How to use this applet:
Instructions:
The switch shapes button toggles between the cylinder and cone shapes.
At any time you can press the lock volume button to fix the volume at set value and you can then use either the increment/decrement height or width buttons to examine how the surface areas alter with respect to the height/width.
The lock radius and lock height buttons can be used to freeze the height or width and investiage how the volume and surface area changes if just one of the height or width parameters are altered.
The increment/decrement height and width buttons may be used to alter the height and width of the shape when the volume is locked.
Notes on the maths used in the applet:
This applet shows how the surface areas of two shapes, a cone and a cylinder, can have a
minimum value when their volume is fixed and their height and radii are altered. It allows
you to select either the cylinder or cone, select values for its radius and height and
consequently its volume. You can then click the "Lock volume" button which will fix the
volume at its current value. Now you can use the buttons to alter height or radius and
observe how the surface area changes with respect to the height and the radius and the ratio
of height to radius.
You can see that for given volume, the surface area is a minimum for a given ratio of height
to width, and that when the problem is repeated for a different volume, the same ratio of
height to radius gives the minimum surface area.
So what is this ratio of height to radius?
As can be seen in this program, it is very hard (impossible?) to get an absolutely accurate
indication of some of the conditions that give a minimum value of surface area.
It is differential calculus that solves this problem for us, by providing us with a tool
which can instantly achieve the same, or better, results that would take a lot of testing to
achieve.
For example, for a cylinder of fixed volume, V, height H, and radius R. (This is a similar
situation to a recent LCH exam question).

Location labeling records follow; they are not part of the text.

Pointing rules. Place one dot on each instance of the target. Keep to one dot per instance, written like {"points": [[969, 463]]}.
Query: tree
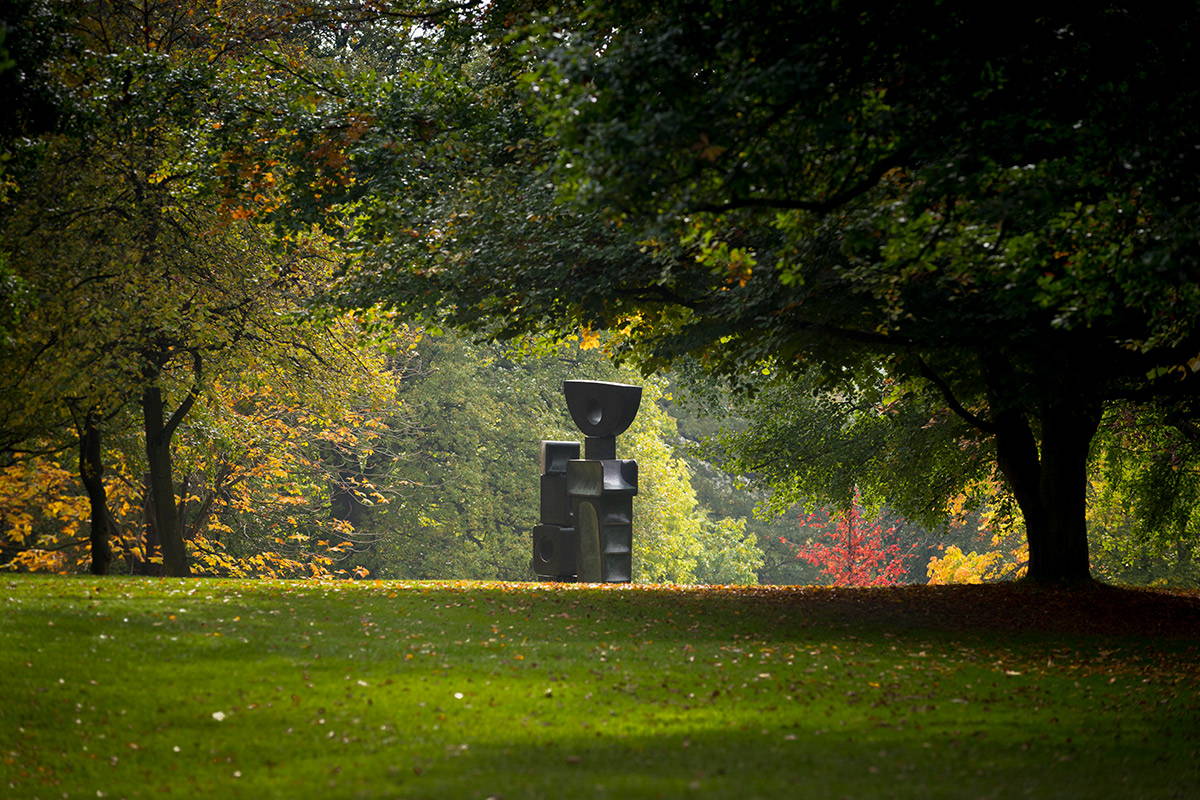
{"points": [[989, 206], [133, 229], [851, 549]]}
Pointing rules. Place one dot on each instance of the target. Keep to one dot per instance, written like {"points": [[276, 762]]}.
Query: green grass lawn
{"points": [[153, 687]]}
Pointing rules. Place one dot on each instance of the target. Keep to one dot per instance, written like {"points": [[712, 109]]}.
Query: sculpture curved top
{"points": [[600, 408]]}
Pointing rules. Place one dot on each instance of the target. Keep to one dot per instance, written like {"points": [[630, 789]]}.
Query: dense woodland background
{"points": [[289, 289]]}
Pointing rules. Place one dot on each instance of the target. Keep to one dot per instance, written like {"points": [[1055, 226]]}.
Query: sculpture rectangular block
{"points": [[587, 504]]}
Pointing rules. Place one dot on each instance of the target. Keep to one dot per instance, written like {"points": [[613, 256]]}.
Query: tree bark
{"points": [[1050, 485], [91, 474], [161, 483]]}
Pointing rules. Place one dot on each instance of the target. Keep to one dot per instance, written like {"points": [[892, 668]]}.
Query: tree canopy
{"points": [[993, 209]]}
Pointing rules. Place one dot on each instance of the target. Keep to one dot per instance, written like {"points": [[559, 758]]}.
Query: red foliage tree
{"points": [[853, 551]]}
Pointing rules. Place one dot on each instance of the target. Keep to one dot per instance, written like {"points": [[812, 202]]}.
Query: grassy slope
{"points": [[424, 690]]}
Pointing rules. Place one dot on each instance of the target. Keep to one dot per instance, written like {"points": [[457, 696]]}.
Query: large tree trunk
{"points": [[91, 473], [161, 483], [1050, 485]]}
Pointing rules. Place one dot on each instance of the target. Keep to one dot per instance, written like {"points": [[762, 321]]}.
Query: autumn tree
{"points": [[990, 208], [851, 548]]}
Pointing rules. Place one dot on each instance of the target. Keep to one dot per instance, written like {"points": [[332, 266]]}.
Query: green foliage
{"points": [[469, 473], [985, 208]]}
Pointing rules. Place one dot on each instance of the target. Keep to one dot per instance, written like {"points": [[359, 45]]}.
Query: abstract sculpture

For what ratio of height to radius will the
surface area of the cylinder be a minimum?
1) V (Volume) = pi*r*r*h. (from a simple formula for volume, p9, maths tables).
2) SA (surface area)= (2*pi*rh) + 2(pi*r*r).
3) h(height) = V/(pi*r*r) (height in terms of volume, pi, and radius).
4) SA = (2*pi*r*(V/(pi*r*r))) + 2(pi*r*r). (substitute in for h from 3)
5) SA = ((2*V)/r) + 2(pi*r*r) (tidy up equatation)
6) d(SA)/dr = (-2*V)/(r*r) + (4 *pi *r) (differentiation both sides wrt r)
7) 0 = (-2*V)/(r*r) + (4 *pi *r) (for minimum value of SA, put d(SA)/dr = 0.
8) (2*V)/(r*r) = (4 * pi * r)
9) 2V = 4 * pi * r*r*r
10) V/(2pi) = r*r*r
11) (pi*r*r*h)/(2pi)= r*r*r (from initial value of volume)
12) h = 2r (cancel parts common to both sides)
This shows that the surface area of a cylinder is a minimum when the height is twice the
radius. If you enter values into the cylinder program you can see that this result is
verified to within the programs limits of accuracy.
This is meant to show just what max/min differentiation problems are actually about.
Use of the cone to verify the result obtained for a min value of its surface area for fixed
volume is left to you as an exercise. Be aware that surface area refers to the total surface area, not the curved surface area, in this program.